RNA capping by HeLa cell RNA guanylyltransferase. Characterization of a covalent protein-guanylate intermediate

Abstract

RNA capping by partially purified HeLa cell GTP:RNA guanylyltransferase has been shown to occur in the following sequence of two partial reactions involving a covalent protein-guanylate intermediate: (i) E(P68) + GTP in equilibrium E(P68-GMP) + PPi (ii) E(P68-GMP) + ppRNA in equilibrium GpppRNA + E(P68) Initially, the enzyme reacts with GTP in the absence of an RNA cap acceptor to form a covalent protein-guanylate complex. This complex consists of a GMP residue linked via a phosphoamide bond to a Mr = 68,000 protein. The enzyme then transfers the guanylate residue from the Mr = 68,000 polypeptide to the 5' end of diphosphate-terminated poly(a) to yield the capped derivative GpppA(pA)n. Both partial reactions have been shown to be reversible. In the reverse of Reaction i, E(P68--GMP) reacts with PPi to regenerate GTP. In the reverse of Reaction ii, the enzyme catalyzes the transfer of the 5'-GMP from capped RNA to the Mr = 68,000 protein to form protein-guanylate complex. A divalent cation is required for both partial reactions. The Mr = 68,000 protein is presumed to be a subunit of the HeLa guanylyltransferase.

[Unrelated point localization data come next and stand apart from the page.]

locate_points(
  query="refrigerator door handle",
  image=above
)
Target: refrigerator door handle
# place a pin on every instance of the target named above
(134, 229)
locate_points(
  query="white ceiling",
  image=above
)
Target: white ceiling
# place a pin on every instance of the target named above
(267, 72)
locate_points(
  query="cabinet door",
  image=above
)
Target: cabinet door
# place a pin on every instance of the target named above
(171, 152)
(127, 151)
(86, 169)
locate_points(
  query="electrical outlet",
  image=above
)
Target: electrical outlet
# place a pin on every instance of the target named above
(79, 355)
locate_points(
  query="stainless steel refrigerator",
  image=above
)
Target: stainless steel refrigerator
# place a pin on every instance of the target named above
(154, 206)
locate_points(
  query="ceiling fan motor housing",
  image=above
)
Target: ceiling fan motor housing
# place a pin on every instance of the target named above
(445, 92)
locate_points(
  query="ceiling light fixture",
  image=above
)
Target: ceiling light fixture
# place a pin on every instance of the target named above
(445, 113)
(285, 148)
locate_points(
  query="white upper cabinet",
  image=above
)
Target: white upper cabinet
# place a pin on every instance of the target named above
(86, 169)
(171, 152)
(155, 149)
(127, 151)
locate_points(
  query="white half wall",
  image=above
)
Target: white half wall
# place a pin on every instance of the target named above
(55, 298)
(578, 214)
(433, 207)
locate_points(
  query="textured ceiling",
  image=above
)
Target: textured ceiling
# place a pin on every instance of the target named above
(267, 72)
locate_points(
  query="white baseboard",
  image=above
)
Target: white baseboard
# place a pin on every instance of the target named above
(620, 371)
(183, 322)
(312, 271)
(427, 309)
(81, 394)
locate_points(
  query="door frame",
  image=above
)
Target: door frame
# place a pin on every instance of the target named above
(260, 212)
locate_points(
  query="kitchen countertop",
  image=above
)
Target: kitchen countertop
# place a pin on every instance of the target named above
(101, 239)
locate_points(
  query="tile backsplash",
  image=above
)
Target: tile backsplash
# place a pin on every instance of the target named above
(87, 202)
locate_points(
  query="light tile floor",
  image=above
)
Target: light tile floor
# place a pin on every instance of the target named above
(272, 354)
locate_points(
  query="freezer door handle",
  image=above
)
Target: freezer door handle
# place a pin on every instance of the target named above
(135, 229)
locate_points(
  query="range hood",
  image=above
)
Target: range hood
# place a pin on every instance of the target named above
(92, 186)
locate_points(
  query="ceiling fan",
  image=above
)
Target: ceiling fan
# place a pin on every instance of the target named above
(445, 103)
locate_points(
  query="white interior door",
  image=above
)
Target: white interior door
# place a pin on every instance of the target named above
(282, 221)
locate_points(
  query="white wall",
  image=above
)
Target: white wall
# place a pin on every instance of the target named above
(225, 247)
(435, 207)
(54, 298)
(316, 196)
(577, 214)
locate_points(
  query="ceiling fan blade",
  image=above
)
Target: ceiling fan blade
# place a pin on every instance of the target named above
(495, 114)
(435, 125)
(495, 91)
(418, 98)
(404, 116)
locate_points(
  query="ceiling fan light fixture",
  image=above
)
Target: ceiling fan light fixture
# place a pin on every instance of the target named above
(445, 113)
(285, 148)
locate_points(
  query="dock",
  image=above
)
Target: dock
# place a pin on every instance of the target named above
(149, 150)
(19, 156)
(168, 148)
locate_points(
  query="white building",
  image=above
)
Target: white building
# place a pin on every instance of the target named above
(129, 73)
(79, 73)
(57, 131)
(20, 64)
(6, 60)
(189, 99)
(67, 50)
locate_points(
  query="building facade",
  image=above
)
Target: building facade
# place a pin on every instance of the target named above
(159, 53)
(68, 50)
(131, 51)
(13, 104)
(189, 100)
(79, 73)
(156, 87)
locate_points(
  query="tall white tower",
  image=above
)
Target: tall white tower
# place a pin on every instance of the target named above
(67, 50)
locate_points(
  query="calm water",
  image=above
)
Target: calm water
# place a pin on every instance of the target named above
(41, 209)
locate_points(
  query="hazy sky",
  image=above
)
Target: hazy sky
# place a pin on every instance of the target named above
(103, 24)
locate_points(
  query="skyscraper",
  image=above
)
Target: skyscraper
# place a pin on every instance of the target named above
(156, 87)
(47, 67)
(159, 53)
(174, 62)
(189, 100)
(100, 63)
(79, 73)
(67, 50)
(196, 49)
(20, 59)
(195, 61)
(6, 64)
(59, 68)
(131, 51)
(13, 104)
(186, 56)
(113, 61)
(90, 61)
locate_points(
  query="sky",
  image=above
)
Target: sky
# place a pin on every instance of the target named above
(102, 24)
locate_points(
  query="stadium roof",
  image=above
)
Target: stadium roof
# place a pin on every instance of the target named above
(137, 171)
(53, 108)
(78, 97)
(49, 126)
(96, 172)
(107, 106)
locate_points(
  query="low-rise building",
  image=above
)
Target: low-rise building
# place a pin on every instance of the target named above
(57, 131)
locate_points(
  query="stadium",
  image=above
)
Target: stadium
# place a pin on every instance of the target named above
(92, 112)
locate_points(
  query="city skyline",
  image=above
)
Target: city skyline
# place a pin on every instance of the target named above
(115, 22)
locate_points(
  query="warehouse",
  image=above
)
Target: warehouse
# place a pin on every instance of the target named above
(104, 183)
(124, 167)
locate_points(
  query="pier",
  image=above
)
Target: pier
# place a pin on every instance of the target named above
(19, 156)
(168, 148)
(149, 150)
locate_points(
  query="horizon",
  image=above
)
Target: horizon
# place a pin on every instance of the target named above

This interpretation is consistent with the sedimentation coefficient of 4.2 S of the native enzyme. Preliminary studies of RNA guanylyltransferase from mouse myeloma tumors suggest a similar mechanism of transguanylylation involving a Mr = 68,000 protein-guanylate complex. These data, in conjunction with previous studies of vaccinia virus guanylyltransferase (Shuman, S., and Hurwitz, J. (1981) Proc. Natl. Acad. Sci. U. S. A. 78, 187-191) suggests that covalent GMP-enzyme intermediates may be a general feature of the RNA capping reaction.